On his experience filming the series, Eddie Redmayne had this story to tell: "The director, Tom Hooper said "One last thing: Eddie, have you ever been on a horse?" I said "Yes". Cut to Lithuania, two weeks later, a huge Elizabethan street, Helen Mirren and Jeremy Irons are standing at this balcony, and there's Tom, cameras, rain machines, fifty Lithuanian extras, spurs attached to my feet, and I'm thinking, "At what point do I tell them that I have never, ever ridden a horse?" It was then that I realized a big part of the cliché of actors lying in auditions is that you should probably try to do the thing you said you can do before filming starts. Anyway, I nearly killed people as the horse galloped off at a hundred miles an hour after I gave it the slightest nudge. Tom came out with his megaphone and shouted, "You're a fucking liar, Redmayne!"
Dame Helen Mirren chose Tom Hooper to direct, having worked with him before on Prime Suspect: The Last Witness (2003).

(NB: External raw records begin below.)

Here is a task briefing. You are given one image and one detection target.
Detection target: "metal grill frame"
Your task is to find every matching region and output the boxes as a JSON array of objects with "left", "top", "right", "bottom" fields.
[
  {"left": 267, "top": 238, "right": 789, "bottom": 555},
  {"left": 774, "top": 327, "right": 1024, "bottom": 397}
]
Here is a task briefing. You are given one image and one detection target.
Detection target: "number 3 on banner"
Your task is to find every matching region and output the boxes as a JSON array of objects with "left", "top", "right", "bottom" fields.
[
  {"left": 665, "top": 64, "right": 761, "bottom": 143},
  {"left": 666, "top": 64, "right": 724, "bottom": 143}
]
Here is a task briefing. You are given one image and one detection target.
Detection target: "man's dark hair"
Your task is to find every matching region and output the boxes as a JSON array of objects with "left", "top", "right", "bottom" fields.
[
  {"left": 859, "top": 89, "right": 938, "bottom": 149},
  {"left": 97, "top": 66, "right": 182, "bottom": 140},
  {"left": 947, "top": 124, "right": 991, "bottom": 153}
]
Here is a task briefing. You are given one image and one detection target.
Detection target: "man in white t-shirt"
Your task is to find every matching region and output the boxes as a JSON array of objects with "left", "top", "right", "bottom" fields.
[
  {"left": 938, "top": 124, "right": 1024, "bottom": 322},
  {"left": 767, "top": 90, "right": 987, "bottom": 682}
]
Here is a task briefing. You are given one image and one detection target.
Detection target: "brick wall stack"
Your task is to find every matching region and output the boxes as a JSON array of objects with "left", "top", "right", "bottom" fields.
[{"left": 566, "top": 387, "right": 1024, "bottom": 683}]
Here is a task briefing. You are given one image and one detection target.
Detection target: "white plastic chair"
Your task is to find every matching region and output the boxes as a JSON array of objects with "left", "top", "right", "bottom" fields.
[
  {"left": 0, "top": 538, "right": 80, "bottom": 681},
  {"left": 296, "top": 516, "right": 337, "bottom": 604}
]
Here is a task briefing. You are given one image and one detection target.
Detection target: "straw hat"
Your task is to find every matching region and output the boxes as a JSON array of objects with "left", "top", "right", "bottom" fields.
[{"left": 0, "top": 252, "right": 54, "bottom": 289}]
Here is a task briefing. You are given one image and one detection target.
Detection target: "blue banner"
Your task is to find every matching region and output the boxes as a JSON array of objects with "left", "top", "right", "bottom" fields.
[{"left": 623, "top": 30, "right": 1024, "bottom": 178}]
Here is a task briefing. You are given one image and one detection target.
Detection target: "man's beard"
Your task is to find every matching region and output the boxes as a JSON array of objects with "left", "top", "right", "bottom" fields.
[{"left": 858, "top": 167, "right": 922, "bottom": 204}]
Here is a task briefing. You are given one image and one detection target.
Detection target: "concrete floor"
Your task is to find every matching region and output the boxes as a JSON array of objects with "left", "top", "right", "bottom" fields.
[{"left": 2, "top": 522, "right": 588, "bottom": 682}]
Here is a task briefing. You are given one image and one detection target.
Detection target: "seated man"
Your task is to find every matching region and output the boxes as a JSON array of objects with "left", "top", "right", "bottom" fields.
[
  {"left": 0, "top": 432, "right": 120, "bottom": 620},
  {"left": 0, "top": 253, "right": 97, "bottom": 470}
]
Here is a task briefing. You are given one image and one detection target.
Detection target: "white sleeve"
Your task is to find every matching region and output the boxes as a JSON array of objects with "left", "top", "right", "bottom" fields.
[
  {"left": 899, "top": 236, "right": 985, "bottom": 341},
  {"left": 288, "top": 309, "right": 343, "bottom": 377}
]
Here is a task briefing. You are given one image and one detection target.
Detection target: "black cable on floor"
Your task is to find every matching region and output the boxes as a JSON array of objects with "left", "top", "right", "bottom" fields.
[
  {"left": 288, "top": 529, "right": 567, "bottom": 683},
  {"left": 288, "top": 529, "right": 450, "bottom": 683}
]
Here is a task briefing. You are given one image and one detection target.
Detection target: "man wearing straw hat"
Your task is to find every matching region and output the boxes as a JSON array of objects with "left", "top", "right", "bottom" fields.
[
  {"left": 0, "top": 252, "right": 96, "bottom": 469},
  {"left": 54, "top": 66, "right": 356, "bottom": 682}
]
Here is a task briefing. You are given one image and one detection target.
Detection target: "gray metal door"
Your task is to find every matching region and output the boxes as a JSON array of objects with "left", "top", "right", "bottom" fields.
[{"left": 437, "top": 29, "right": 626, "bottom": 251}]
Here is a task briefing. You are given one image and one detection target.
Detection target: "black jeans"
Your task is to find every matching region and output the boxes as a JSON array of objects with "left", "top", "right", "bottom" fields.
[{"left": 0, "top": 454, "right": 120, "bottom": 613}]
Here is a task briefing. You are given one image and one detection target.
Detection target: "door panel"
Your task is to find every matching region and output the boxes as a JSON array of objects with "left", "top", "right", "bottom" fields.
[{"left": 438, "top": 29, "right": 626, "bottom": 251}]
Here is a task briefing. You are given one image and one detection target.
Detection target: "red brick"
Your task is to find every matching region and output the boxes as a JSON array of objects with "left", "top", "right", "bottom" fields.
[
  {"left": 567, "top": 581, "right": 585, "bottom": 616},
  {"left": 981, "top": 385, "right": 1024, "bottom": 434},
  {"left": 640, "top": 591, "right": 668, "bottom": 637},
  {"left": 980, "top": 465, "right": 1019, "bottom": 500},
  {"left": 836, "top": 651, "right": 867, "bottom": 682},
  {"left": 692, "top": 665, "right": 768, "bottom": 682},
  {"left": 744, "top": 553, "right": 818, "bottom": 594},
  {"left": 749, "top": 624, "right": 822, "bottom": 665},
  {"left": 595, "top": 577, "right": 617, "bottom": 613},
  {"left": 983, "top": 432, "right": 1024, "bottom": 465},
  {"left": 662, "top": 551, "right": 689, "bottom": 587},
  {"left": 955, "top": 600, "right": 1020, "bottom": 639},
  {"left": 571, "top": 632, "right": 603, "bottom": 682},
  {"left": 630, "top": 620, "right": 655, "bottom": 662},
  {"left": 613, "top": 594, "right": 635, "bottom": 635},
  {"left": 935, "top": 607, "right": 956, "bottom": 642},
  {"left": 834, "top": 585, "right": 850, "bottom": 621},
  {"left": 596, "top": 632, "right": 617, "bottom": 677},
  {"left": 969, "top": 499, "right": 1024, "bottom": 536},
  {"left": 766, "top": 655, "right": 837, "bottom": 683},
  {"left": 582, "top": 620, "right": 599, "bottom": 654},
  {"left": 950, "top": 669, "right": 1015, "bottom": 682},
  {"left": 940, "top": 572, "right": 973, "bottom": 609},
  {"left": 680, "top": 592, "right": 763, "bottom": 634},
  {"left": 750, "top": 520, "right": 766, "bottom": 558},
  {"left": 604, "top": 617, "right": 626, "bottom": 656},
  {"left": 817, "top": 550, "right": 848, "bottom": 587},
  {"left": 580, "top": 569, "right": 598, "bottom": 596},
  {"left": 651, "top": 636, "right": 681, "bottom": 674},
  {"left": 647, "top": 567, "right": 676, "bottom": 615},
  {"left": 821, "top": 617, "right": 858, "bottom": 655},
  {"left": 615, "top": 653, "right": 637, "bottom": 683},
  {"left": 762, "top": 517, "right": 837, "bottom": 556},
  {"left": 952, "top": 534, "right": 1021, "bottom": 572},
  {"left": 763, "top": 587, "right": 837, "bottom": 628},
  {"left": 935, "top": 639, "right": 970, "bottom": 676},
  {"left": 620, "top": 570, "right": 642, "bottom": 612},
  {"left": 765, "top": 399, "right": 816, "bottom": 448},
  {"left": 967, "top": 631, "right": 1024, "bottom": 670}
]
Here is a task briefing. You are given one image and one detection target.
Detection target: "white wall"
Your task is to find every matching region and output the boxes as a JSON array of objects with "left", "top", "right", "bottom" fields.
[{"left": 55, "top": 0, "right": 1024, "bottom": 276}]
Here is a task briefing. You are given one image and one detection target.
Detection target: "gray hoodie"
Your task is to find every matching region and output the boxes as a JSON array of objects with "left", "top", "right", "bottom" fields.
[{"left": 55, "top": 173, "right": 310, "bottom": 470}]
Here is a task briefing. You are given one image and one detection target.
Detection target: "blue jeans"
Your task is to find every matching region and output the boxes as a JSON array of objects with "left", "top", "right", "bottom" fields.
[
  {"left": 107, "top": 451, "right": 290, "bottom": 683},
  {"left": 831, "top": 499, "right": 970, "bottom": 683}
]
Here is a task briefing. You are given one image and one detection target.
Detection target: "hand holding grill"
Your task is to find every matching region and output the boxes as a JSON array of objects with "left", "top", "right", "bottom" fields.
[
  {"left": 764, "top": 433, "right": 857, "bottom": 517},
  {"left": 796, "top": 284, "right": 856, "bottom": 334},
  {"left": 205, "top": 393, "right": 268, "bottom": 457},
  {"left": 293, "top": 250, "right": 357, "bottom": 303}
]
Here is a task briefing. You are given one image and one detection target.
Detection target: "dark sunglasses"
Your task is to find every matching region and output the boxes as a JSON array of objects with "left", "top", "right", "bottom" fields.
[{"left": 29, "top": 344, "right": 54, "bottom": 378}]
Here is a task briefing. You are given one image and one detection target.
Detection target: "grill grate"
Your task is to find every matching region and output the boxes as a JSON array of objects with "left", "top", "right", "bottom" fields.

The 3rd Earl of Southampton was William Shakespeare's patron. Many believe he was the subject of many of Shakespeare's sonnets, including sonnet 20, which begins "A woman's face with Nature's own hand painted / Hast thou, the master-mistress of my passion." Eddie Redmayne would later play a transgender woman in The Danish Girl. On stage, he has played Shakespeare's heroine Viola, a woman who disguises as a man.
Dame Helen Mirren played Elizabeth II in The Queen (2006), and won a Best Actress Oscar for playing the part. Tom Hooper directed The King's Speech (2010), which was about Elizabeth's father, King George VI. Colin Firth won Best Actor for playing that part.
Tom Hooper: A servant, offering the Earl of Leicester (Jeremy Irons) food while he and Queen Elizabeth I (Dame Helen Mirren) dine in a tent before the battle.